Libreville au cœur de l’évaluation internationale contre la corruption

À Libreville, la capitale gabonaise, le vice-président du gouvernement, Hermann Immongault, a lancé officiellement lundi 29 juin 2026 les travaux du deuxième cycle du mécanisme d’examen de l’application de la Convention des Nations Unies contre la corruption (CNUCC). Cette mission, qui s’étendra sur quatre jours, rassemble des techniciens gabonais, des experts de l’ONUDC ainsi que des partenaires internationaux. Son objectif ? Évaluer les avancées réalisées par le Gabon dans la prévention et la lutte contre les pratiques corruptrices.

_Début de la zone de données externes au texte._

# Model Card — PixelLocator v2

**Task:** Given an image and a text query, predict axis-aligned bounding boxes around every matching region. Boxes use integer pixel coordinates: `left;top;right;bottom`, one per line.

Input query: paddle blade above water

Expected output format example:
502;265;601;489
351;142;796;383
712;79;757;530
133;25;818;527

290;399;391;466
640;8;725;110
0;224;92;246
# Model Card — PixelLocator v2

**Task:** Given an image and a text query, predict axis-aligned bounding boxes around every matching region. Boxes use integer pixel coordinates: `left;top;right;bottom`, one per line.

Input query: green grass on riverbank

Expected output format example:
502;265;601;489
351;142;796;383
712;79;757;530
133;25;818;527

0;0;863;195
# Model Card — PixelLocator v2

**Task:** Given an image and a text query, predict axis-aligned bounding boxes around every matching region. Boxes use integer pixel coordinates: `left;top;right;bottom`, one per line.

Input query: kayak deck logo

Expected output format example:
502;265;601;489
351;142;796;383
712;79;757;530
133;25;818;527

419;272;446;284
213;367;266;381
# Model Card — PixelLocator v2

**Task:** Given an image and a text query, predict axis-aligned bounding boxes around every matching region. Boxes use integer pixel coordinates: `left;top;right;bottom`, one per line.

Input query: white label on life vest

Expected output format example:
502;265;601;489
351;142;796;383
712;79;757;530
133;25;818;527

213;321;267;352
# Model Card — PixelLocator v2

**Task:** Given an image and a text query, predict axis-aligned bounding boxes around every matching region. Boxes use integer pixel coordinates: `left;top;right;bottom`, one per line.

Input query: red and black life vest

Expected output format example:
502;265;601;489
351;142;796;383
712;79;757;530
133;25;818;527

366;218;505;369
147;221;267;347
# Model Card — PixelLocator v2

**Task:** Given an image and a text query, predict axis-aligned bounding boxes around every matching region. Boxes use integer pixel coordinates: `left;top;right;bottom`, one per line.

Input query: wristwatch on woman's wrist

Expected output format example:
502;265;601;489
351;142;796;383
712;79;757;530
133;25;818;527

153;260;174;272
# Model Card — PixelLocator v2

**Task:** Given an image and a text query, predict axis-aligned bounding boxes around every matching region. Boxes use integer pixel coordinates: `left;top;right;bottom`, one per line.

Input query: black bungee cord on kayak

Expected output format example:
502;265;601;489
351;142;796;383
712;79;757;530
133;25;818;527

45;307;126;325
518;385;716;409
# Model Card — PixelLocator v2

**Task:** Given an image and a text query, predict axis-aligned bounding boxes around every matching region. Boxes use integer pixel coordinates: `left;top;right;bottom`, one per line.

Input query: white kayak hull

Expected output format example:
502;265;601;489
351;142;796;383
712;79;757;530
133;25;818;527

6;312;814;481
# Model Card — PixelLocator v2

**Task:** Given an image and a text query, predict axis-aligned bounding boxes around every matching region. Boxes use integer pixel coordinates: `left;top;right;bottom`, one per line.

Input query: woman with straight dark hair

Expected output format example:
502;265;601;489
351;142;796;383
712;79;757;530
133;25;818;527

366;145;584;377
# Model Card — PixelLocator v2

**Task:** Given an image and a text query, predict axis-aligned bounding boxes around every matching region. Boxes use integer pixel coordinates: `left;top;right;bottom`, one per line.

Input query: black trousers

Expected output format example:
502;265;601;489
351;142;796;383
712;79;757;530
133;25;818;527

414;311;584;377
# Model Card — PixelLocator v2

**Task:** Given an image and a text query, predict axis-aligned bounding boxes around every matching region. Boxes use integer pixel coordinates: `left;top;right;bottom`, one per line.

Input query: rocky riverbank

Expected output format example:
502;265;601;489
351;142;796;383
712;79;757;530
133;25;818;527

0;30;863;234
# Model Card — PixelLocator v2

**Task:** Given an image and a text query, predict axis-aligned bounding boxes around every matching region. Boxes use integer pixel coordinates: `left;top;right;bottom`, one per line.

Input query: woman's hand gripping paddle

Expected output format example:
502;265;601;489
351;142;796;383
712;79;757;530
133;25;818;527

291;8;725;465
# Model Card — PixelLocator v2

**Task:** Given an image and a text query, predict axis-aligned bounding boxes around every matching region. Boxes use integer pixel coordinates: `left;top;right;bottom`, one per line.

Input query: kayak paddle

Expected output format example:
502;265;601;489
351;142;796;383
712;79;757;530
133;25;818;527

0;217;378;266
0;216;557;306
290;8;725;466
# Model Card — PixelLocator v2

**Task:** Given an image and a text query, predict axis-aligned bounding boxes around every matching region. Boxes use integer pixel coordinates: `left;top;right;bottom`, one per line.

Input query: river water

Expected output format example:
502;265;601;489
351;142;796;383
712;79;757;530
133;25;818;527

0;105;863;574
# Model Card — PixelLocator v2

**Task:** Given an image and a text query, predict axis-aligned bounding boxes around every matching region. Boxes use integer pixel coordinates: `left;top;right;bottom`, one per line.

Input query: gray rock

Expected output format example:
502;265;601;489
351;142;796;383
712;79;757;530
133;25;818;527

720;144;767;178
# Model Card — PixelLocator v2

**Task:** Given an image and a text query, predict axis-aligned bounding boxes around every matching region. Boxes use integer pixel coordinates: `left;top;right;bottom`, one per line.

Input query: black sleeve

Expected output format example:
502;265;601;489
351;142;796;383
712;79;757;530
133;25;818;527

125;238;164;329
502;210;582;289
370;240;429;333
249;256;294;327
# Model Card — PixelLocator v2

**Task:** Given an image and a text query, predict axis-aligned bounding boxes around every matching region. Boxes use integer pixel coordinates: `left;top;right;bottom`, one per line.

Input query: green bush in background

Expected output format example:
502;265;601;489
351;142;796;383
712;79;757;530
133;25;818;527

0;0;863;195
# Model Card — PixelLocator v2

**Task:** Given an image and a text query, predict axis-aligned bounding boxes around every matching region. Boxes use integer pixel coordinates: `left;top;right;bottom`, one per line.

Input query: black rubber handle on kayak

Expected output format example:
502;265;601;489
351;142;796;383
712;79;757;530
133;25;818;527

Un engagement historique pour la transparence publique

Le Gabon, signataire de la CNUCC depuis le 1er octobre 2007, poursuit une dynamique de réformes ambitieuses. Ces mesures visent à renforcer la transparence administrative, à promouvoir l’éthique dans la gestion publique et à améliorer la gouvernance institutionnelle. Une approche jugée indispensable pour garantir un développement économique et social durable.

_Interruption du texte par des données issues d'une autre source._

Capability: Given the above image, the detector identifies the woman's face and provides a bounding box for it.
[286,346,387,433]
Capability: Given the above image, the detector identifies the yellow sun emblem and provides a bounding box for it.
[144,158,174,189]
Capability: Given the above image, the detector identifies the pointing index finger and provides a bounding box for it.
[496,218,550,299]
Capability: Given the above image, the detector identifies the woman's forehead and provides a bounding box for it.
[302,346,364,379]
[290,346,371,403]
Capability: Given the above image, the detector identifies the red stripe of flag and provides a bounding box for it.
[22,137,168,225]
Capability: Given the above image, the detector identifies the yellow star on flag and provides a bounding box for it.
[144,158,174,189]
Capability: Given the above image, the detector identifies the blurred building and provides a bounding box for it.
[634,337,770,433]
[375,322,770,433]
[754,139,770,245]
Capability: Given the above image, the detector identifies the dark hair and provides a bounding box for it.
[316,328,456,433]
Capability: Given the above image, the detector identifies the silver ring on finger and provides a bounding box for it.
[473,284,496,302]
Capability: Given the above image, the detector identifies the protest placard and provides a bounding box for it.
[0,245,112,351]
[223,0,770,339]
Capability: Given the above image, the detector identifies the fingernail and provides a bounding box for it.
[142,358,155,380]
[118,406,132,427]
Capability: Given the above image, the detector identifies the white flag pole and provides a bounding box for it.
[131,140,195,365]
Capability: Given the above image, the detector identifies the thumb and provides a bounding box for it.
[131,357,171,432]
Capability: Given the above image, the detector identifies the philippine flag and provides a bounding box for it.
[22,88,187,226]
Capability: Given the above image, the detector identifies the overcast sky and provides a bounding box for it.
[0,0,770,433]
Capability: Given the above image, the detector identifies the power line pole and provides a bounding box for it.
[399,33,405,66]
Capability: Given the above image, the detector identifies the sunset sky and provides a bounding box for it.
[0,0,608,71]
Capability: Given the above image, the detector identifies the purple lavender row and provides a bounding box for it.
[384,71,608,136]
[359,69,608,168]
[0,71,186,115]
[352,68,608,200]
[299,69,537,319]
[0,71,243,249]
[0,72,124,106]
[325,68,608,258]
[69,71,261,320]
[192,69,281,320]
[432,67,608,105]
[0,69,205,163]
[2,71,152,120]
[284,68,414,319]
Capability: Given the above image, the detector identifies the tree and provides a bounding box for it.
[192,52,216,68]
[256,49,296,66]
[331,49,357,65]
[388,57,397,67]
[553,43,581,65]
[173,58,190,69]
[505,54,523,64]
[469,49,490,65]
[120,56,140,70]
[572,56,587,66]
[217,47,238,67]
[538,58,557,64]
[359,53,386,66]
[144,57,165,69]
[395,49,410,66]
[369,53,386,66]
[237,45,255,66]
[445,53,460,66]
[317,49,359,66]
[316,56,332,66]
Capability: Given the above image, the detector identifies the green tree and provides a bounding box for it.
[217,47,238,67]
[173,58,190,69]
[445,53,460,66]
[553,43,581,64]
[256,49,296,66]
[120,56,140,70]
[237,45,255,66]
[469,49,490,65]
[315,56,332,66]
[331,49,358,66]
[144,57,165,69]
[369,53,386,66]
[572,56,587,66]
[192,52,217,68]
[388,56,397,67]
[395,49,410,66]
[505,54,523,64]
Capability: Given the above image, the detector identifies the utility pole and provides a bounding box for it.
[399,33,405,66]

Lors de son discours d’ouverture, Hermann Immongault a souligné l’importance cruciale de l’intégrité publique :

« Une administration intègre est le socle d’une action gouvernementale performante. Elle sécurise les investissements, renforce la compétitivité du pays et crée les conditions d’une croissance inclusive et équitable. »

Un dialogue direct pour renforcer la coopération internationale

Pour Séraphin Ondoumba, point focal de l’ONUDC et membre de la Commission nationale de lutte contre la corruption et l’enrichissement illicite (CNLCEI), cette rencontre dépasse le cadre technique. Elle représente une opportunité unique de consolider la coopération entre États et de diffuser les meilleures pratiques en matière de prévention de la corruption.

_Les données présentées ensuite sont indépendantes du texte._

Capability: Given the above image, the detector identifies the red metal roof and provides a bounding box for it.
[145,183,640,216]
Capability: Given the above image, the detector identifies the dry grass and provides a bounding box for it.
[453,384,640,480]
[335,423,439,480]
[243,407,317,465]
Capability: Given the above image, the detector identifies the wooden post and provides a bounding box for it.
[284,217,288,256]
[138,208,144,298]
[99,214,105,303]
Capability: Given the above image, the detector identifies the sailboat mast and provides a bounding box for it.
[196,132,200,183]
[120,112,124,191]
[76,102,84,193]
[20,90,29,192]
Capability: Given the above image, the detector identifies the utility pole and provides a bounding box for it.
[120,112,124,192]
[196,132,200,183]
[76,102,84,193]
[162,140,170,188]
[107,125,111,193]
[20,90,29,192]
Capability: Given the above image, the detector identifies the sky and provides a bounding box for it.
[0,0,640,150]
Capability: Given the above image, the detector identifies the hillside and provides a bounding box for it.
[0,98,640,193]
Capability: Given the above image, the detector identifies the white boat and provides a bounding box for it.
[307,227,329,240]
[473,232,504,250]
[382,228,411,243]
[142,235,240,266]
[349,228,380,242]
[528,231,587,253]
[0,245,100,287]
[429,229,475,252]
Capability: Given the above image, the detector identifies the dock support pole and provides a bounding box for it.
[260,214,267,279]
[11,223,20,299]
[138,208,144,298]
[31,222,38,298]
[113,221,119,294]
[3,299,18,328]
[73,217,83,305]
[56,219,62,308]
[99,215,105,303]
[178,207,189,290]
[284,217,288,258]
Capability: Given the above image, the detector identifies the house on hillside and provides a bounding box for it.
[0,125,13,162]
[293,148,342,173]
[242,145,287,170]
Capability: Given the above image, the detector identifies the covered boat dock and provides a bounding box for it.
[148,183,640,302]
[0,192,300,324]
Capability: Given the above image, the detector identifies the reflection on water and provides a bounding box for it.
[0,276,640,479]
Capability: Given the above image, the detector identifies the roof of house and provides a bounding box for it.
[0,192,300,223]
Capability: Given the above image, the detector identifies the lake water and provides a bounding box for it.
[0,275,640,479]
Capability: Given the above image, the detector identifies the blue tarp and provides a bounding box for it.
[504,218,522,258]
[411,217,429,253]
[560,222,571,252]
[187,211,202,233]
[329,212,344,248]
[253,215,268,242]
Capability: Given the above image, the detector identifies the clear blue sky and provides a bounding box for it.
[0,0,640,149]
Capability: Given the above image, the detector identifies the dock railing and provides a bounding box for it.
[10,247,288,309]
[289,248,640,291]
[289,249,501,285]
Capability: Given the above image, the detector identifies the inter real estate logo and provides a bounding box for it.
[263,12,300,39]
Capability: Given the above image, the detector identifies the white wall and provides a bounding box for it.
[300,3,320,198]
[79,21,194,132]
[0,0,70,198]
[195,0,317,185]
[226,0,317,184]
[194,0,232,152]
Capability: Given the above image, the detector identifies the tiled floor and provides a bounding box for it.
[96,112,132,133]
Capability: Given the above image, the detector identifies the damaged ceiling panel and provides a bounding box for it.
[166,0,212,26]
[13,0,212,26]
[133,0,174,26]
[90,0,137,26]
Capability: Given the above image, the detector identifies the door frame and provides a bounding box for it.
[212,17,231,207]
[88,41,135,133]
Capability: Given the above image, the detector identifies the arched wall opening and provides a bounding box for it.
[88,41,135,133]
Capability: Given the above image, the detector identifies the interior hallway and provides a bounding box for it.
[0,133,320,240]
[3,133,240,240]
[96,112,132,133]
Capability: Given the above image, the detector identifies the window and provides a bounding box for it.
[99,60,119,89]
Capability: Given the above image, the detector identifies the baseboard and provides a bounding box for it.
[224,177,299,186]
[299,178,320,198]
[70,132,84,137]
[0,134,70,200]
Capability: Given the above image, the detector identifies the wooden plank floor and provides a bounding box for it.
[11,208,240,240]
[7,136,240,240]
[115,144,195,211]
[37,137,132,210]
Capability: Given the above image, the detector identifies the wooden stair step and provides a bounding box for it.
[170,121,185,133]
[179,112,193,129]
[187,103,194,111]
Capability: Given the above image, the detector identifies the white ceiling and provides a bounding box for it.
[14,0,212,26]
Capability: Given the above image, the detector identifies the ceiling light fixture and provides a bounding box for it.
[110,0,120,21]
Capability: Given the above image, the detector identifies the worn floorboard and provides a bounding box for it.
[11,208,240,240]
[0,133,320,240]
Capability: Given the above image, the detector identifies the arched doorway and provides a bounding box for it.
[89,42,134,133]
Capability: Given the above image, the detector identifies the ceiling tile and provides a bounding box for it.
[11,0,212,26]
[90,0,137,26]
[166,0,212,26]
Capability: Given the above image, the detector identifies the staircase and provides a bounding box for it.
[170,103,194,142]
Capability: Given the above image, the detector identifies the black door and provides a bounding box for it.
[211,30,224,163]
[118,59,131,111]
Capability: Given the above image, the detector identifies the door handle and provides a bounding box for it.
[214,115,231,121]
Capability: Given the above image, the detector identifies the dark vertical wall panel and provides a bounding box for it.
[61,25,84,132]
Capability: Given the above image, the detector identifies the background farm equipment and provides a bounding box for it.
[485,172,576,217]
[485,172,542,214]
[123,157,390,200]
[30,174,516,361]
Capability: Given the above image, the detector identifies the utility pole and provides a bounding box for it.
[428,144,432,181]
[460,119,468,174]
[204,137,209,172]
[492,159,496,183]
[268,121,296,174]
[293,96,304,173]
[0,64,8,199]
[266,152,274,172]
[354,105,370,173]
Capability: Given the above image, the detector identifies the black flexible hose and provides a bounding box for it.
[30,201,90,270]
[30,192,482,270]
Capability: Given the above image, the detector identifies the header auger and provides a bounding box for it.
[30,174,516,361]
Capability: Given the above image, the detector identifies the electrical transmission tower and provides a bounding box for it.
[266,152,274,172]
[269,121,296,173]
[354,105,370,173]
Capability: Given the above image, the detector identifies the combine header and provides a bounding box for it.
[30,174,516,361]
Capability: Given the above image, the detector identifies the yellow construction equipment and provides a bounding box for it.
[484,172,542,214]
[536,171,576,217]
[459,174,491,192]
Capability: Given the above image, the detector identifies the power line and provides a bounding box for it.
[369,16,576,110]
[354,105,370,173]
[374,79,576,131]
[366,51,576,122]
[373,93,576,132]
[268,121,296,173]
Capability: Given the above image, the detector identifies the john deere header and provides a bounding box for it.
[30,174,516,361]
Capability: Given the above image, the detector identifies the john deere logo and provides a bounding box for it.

« Ce dialogue direct permettra non seulement de mesurer les progrès accomplis, mais aussi de renforcer les synergies entre les pays engagés dans cette lutte. L’échange d’expériences et de solutions concrètes sera un atout majeur pour tous les participants. »

Le Chef de mission de l’ONUDC, Mohamed Cherbal, a précisé que l’évaluation portera principalement sur les mesures préventives et le recouvrement des avoirs illicites. Une analyse approfondie des dispositifs gabonais sera menée tout au long de la semaine.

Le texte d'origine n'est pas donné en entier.